I have to admit, I underestimated Poon Hill.  I’ve heard about the trek for years, but had always dismissed it as easy.

“Oh, you’ve just done Poon Hill?”

“Yes, that’s all we had time for.”

“Oh.  Well, where did you eat in Pokhara?”

I know differently now. Poon Hill is not for the faint of heart, weak of knees, ankles, calves, quads– or mind. It’s intense. The stairs go up, the stairs go down. The stairs turn into stones and pebbles and they don’t stop. It wasn’t easy, but we had some tricks: yoga and a monk.

The first evening after a three-hour ascent to Ghandruk, we did a lot of pranamaya (breathing). We inhaled the crisp air and drove the thick air of Kathmandu far, far away. We did gentle asanas (poses) as the sun set, massaging our calves, ankles, hips and knees.

Ang Losang broke down the basics of Buddhist meditation, tying it into my yoga practice. He laughed easily throughout his teachings, making them easy to understand. We finished for the day with hot, spicy Nepali chicken curry and fried Gurung bread that tasted phenomenal in that crisp mountain air. That night we slept like rocks.

yoga-trek-in-nepal

 

Morning came early. We did some awakening yoga under the warming sunshine, then we polished off a solid breakfast of muesli, apple pancakes, boiled eggs and masala tea. We hiked eight hours that day, including two hours after lunch through an unseasonable downpour. Luckily no one got leeched.

The rain stopped at 4pm, just when we reached a viewing spot at the same time as a very excited group of Chinese travellers. One by one each record-holding peak unveiled itself. It was like a show!  Machchapuchare (Fishtail), Dhaulagiri, Gangapurna, Manaslu, and that massive Annapurna South all came out to be admired, one by one.
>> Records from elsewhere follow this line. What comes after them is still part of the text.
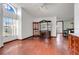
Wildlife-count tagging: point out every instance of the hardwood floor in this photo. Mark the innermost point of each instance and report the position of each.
(36, 46)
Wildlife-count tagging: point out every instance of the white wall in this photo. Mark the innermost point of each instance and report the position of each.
(68, 25)
(27, 20)
(76, 18)
(53, 19)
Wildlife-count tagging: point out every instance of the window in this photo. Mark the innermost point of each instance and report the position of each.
(9, 8)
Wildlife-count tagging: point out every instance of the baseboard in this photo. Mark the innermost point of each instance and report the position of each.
(27, 37)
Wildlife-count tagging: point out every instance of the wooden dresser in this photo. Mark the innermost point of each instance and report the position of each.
(73, 40)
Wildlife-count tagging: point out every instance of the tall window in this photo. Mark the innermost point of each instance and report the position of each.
(9, 22)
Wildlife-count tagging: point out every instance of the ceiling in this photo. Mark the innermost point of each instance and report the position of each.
(60, 10)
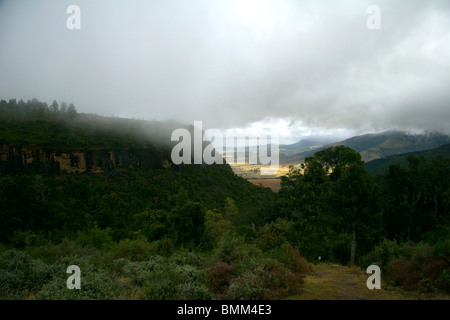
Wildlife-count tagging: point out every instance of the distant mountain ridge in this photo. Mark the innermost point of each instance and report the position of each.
(382, 164)
(371, 146)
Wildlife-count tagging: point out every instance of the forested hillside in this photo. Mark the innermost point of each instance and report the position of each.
(140, 227)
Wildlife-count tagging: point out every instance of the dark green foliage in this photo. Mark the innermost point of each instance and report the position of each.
(200, 231)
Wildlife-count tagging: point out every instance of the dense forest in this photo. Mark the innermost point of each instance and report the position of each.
(141, 229)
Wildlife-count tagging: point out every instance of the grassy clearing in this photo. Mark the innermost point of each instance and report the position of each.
(336, 282)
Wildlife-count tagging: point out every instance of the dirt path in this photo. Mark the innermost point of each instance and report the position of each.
(336, 282)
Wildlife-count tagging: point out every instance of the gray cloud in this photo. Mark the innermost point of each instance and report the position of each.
(231, 63)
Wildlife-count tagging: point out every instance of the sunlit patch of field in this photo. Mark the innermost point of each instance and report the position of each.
(252, 173)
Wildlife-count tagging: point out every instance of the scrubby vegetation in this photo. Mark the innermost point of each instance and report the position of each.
(201, 232)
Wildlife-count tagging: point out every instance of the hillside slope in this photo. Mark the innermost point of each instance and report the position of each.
(375, 146)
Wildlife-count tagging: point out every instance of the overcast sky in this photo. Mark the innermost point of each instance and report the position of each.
(299, 67)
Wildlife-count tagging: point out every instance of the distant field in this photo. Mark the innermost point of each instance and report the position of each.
(274, 184)
(252, 173)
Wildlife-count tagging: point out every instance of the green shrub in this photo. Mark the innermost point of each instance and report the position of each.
(443, 282)
(97, 283)
(21, 275)
(292, 258)
(95, 237)
(219, 276)
(135, 250)
(269, 280)
(384, 252)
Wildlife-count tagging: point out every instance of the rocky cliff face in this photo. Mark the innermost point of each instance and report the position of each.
(34, 159)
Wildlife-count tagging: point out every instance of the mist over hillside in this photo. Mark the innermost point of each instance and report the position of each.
(370, 146)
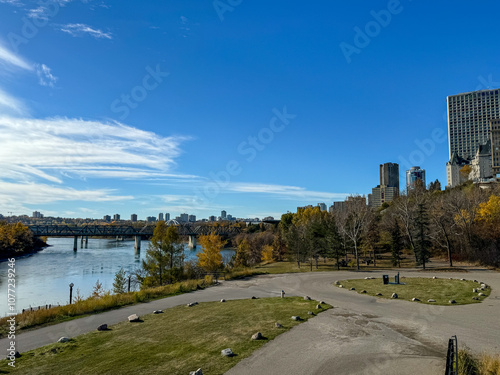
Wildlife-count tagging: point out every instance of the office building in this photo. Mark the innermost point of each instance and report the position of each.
(454, 171)
(469, 116)
(495, 146)
(413, 175)
(388, 189)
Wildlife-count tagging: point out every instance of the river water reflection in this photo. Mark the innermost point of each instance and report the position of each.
(44, 277)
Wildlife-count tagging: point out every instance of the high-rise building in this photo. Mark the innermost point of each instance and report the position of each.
(413, 175)
(454, 170)
(469, 116)
(37, 215)
(495, 146)
(389, 175)
(322, 206)
(389, 185)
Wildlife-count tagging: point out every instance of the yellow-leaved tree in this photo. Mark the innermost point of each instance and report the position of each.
(210, 258)
(267, 253)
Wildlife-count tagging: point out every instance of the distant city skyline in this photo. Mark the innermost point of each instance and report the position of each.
(169, 107)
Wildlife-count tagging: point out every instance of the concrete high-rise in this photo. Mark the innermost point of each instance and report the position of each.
(413, 175)
(469, 116)
(389, 175)
(388, 189)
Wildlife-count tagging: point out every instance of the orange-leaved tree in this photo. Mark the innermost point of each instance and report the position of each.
(210, 258)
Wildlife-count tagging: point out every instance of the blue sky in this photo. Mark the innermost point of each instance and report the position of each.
(254, 107)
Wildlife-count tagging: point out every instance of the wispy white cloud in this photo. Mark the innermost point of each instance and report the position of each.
(284, 191)
(10, 59)
(10, 104)
(80, 29)
(45, 76)
(53, 149)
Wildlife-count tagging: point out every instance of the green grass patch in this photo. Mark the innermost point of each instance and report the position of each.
(180, 340)
(441, 290)
(58, 314)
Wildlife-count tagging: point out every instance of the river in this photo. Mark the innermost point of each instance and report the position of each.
(43, 278)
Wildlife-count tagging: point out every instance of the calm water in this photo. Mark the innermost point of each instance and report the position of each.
(44, 277)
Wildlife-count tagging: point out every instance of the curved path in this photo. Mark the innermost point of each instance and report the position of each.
(361, 335)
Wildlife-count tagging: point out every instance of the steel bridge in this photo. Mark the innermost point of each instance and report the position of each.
(86, 231)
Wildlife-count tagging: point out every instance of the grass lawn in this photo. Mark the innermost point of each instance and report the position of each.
(441, 289)
(180, 340)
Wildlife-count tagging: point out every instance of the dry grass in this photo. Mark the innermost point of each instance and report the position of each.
(442, 290)
(485, 364)
(180, 340)
(58, 314)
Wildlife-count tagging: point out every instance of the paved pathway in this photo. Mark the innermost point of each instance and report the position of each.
(361, 335)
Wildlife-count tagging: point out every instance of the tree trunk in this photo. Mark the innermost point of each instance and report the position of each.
(357, 255)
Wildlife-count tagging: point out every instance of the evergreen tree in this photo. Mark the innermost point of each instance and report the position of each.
(422, 241)
(396, 244)
(164, 257)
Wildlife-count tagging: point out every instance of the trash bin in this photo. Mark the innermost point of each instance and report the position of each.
(386, 279)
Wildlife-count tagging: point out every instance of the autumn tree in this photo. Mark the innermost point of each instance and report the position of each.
(164, 257)
(422, 242)
(210, 258)
(353, 222)
(396, 244)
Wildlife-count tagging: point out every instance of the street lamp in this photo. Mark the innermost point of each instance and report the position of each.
(71, 292)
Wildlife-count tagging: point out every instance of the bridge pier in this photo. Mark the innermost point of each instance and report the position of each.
(192, 241)
(137, 243)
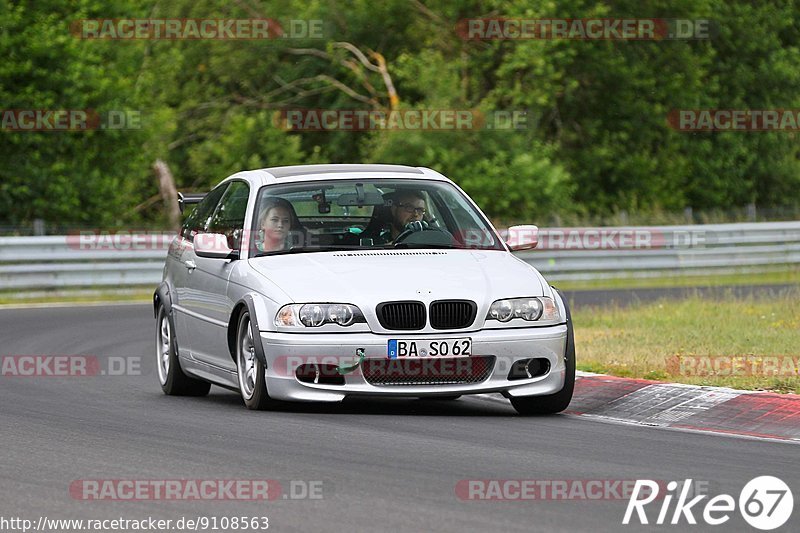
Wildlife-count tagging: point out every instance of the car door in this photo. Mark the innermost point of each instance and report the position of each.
(209, 308)
(183, 272)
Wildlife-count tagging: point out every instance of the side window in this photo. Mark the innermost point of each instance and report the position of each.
(228, 218)
(197, 221)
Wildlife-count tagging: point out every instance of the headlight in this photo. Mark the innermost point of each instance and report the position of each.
(315, 315)
(530, 309)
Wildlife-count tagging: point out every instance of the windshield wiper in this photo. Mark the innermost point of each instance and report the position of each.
(302, 249)
(403, 245)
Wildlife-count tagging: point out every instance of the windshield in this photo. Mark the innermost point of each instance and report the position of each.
(367, 214)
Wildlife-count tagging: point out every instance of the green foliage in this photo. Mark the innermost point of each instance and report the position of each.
(596, 141)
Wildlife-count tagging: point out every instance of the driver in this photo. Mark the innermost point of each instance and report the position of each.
(407, 208)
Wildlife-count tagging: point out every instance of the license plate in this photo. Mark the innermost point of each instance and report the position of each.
(429, 348)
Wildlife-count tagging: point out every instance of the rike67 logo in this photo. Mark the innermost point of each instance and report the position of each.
(765, 503)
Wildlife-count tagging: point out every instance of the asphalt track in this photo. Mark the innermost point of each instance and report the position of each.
(384, 465)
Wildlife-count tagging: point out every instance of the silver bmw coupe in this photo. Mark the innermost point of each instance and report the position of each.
(319, 282)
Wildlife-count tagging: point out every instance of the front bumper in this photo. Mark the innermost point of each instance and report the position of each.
(286, 351)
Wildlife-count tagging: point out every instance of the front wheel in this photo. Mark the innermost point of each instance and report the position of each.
(170, 374)
(251, 371)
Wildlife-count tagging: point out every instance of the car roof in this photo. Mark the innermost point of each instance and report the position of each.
(300, 173)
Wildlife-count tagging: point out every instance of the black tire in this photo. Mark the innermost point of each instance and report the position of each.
(253, 388)
(553, 403)
(170, 374)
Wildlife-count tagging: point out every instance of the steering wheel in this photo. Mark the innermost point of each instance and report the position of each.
(411, 227)
(414, 227)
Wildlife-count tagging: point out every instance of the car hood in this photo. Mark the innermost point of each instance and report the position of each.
(375, 276)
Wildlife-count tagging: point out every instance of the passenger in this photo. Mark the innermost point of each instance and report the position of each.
(277, 225)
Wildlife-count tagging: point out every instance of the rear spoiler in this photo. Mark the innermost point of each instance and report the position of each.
(189, 199)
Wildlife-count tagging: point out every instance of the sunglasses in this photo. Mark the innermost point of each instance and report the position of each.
(408, 208)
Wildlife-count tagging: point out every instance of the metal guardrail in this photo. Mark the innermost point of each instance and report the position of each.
(124, 260)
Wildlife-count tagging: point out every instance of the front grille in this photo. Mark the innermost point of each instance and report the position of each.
(427, 370)
(401, 315)
(453, 314)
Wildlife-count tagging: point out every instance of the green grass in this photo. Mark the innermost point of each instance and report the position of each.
(782, 275)
(638, 341)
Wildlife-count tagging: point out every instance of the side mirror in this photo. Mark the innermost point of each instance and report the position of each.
(213, 246)
(522, 237)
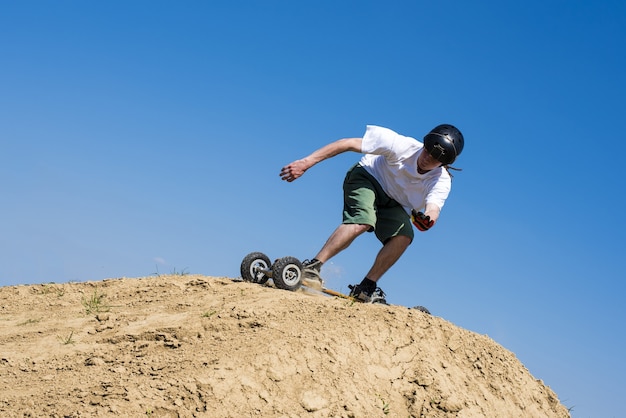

There’s something about the white peaks, powerful and jagged in the distance, that melted the memories of sore muscles, blisters, and soggy socks. We stayed until dusk snapping away, or standing in awe. Slowly and almost giddily, we took our rusty knees down into the village of Ghorepani for an approximation of pizza and an early night.

The next day, the pre-dawn air was thick with fog. It was a tricky decision whether to wake up and hike to the highest point, Poon Hill. Ang Losang made an appearance with a toothbrush and his maroon robe, flashed us a little grin and shot back to his warm room. The rest of us went up though. If we were on the famed Poon Hill Trek, we’d better go to Poon Hill! If there was no view, we were promised hot chocolate.

This small climb was hard. Our muscles were tight. I tried to keep up morale and asked Zhangmu, hopefully, “Are we almost there?”

“No.”

We got there in the end along, with 200 other eager view seekers. Some turned back in defeat, but we remembered Ang Losang’s talk on patience. We stayed. This was a sweet decision. We were rewarded with full views of the range, including the background star, Annapurna 1. We also got hot chocolate.

The day trek down to Hille was not fun. Everyone suffered some form of knee or muscle cramp. It was a mental game, searching for the right footing, not slipping on the waterfalls, repetitively putting one foot down in front, a serious walking meditation. But in Hille, the altitude was low, and our mood rose. We shared one last partner yoga session, using the weight of each others’ bodies to gently ease the muscles and the breath of the other. Ang Losang came in with his grin and gave us an hour of beautiful words, personal stories, and tools to continue to focus our minds back in Kathmandu, back in Phuket, and anywhere else in this big wide world.

We all got what we were after.  A little yoga, a sprinkling of meditation, and a lot of laughter while trekking to see some of the world’s most beautiful peaks, They were five of the best days I’ve had in years.